Not that I’m happy about that. I had a high regard for Diana, many notches higher than my regard for the wimp she married and the family of overpaid Spitting Image puppets she married into. I confess to shedding a tear for this unfortunate girl when Elton John sang ‘Candle in the Wind’ at her funeral and a young Tony Blair called her ‘the people’s princess’, making us all believe -albeit briefly- that he brought a bit more to his job than hypocrisy and naked self-interest. Even today I have to swallow a lump when I see footage of Diana actually touching an AIDS patient or, through some magic that she possessed, drawing uproarious laughter from African children who, judging from their lack of usable limbs, had very little to laugh about. For that I happily forgave her her occasional lapses into self-pity and her use of the media to get across points she would have been better advised to make directly to the people involved, like Charles and Camilla. (Did she ever even consider going up to the current Duchess of Cornwall to call her an adulterous dog-breathed old cow and threaten to scratch her eyes out? I think, in her position, I would have.) In the end, of course, she fought fire with fire and became pretty adulterous herself, but by that time right was so firmly on her side that it hardly seemed to matter.

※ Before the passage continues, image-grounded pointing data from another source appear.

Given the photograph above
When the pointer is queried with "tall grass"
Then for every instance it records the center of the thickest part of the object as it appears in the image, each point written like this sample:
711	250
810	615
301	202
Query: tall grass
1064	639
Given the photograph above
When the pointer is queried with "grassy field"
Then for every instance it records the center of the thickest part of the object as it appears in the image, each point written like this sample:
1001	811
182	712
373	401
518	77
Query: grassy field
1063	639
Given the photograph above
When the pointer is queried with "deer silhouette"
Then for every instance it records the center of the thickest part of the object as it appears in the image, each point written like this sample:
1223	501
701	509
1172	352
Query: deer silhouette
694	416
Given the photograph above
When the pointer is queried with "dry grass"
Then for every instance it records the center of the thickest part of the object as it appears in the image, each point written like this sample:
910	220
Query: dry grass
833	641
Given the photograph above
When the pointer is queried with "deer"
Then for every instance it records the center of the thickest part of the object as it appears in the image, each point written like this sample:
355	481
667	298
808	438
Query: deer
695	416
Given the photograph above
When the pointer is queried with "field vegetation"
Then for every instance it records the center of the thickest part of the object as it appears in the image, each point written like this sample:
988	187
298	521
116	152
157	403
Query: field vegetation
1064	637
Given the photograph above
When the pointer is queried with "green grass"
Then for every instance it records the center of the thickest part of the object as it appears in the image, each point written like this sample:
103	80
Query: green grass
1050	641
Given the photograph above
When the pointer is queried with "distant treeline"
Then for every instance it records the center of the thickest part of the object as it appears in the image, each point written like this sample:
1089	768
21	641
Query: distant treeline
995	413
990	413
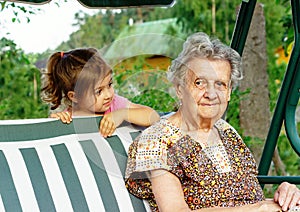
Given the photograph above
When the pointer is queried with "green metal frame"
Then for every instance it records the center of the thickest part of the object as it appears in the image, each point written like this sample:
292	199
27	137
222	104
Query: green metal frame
288	97
110	3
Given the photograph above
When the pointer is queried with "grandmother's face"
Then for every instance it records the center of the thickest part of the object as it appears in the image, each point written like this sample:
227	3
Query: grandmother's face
207	90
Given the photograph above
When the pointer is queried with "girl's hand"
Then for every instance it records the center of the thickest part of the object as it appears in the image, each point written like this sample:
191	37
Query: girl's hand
287	196
110	122
65	117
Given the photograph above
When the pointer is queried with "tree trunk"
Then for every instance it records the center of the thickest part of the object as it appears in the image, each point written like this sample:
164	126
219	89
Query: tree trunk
255	113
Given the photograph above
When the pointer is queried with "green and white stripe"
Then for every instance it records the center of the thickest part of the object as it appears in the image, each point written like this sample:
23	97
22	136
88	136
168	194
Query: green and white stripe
50	166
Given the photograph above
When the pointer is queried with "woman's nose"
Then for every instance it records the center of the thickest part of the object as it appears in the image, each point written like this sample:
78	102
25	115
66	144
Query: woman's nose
210	91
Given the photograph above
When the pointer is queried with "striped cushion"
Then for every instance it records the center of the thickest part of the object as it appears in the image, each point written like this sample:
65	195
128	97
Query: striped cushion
50	166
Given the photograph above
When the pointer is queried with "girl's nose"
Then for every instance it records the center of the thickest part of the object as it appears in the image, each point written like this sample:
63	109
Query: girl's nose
108	93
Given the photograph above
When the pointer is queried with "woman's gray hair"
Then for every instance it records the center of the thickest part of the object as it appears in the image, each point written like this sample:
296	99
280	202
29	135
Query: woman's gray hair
200	45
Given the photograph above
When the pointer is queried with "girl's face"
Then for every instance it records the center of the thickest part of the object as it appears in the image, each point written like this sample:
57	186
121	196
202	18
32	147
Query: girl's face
208	88
100	98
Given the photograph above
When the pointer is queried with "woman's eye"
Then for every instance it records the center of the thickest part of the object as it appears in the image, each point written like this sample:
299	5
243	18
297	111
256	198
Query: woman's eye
98	92
221	85
200	83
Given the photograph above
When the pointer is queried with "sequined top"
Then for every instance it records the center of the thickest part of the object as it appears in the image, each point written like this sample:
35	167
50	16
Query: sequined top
205	181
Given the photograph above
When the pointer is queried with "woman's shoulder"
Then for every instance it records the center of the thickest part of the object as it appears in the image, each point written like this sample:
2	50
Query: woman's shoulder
161	129
223	125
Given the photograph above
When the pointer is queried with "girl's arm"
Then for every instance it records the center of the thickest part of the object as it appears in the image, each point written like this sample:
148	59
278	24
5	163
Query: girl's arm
136	114
65	116
168	194
141	115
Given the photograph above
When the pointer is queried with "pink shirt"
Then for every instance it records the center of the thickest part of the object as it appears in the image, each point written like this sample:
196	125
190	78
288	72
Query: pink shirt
118	102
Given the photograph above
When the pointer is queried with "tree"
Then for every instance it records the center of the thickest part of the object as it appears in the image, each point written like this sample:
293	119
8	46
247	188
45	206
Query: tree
20	84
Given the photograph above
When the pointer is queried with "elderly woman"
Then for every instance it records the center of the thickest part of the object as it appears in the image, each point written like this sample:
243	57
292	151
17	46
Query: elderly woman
193	159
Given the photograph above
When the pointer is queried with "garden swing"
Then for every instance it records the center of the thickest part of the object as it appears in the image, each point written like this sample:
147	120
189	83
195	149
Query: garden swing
50	166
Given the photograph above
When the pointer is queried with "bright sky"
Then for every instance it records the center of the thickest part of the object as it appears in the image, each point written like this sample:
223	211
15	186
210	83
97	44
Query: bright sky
45	30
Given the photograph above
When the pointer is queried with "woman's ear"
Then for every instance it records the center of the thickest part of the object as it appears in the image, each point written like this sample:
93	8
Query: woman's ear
179	91
72	96
229	94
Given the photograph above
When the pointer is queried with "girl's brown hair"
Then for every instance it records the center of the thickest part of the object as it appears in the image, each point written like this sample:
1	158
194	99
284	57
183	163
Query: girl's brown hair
76	70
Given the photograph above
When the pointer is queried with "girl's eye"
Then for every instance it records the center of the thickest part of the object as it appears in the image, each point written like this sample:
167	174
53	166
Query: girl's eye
200	83
98	92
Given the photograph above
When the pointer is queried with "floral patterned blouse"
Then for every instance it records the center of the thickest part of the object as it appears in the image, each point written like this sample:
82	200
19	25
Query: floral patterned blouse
222	175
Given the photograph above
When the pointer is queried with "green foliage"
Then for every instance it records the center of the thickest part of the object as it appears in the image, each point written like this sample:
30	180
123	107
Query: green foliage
20	80
148	88
233	111
19	11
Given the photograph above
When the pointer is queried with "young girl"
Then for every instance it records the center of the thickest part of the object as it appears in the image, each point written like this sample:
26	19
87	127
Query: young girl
82	81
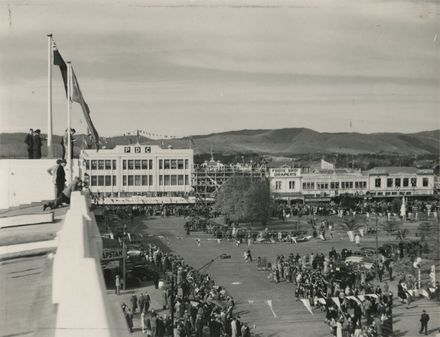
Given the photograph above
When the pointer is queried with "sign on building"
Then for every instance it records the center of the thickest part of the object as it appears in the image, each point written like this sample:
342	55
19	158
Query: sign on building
112	254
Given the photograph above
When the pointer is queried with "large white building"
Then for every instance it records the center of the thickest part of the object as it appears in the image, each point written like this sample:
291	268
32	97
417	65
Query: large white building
138	170
290	183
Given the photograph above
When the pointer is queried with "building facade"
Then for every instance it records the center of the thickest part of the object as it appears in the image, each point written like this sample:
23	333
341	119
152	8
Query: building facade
289	183
138	170
399	181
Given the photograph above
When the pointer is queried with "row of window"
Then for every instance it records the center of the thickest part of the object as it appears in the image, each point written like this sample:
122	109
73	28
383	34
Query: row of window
102	180
100	164
334	185
401	182
146	164
173	164
138	180
174	180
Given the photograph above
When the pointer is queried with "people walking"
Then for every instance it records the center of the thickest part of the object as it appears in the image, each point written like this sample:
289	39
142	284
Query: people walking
29	141
65	195
64	143
424	319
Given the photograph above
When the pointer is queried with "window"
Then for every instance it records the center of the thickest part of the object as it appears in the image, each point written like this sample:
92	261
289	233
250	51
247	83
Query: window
377	182
390	182
425	182
413	182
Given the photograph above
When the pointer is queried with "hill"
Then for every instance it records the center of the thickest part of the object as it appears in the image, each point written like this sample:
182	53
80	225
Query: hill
289	141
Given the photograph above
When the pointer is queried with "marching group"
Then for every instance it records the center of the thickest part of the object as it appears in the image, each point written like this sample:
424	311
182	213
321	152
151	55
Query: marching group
192	299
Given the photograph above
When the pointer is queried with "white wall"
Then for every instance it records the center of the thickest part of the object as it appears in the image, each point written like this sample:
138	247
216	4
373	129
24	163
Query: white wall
23	181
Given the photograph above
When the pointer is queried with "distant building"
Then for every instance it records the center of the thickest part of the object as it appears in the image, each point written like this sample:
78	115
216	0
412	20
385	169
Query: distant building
138	170
398	181
324	182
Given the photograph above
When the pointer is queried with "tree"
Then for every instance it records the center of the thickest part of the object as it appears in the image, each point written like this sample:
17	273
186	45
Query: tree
243	199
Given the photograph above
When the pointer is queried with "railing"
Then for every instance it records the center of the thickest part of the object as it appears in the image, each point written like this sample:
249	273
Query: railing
78	283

So now, to give the definitive whitewash a semblance of serious inquiry, eleven jury members have been flown to Paris to view, with their own eyes, the historic sites where it all happened. I assume that the underlying thought is that it will help them form a clearer view of what really took place. Well good luck to them. Ten years on, the Alma underpass look just like..eh….well….an underpass. X marks the spot where the Mercedes careered into the wall. Wow. Oh and get a load of this ladies and gentlemen of the jury: this is the exact Ritz Hotel elevator that Diana and Dodi travelled down in on that fateful night. Did she press the button herself? Of course not, she was a bloody princess for Christ’s sake. Call me cynical, but I wouldn’t be surprised if the six women and five men have been served the same Foie Gras d’Oie Avec Sa Gelée de Groseilles et Son Verre de Mombazillac that Diana tucked into on the night of her death, just for some added verisimilitude.

The really funny thing is that whatever verdict the inquiry comes up with will not be the truth of ten years ago or even the truth of today. But -and this is how it usually goes- fifty years into the future it will be the only truth we know and, mark my words, the only truth we have ever known.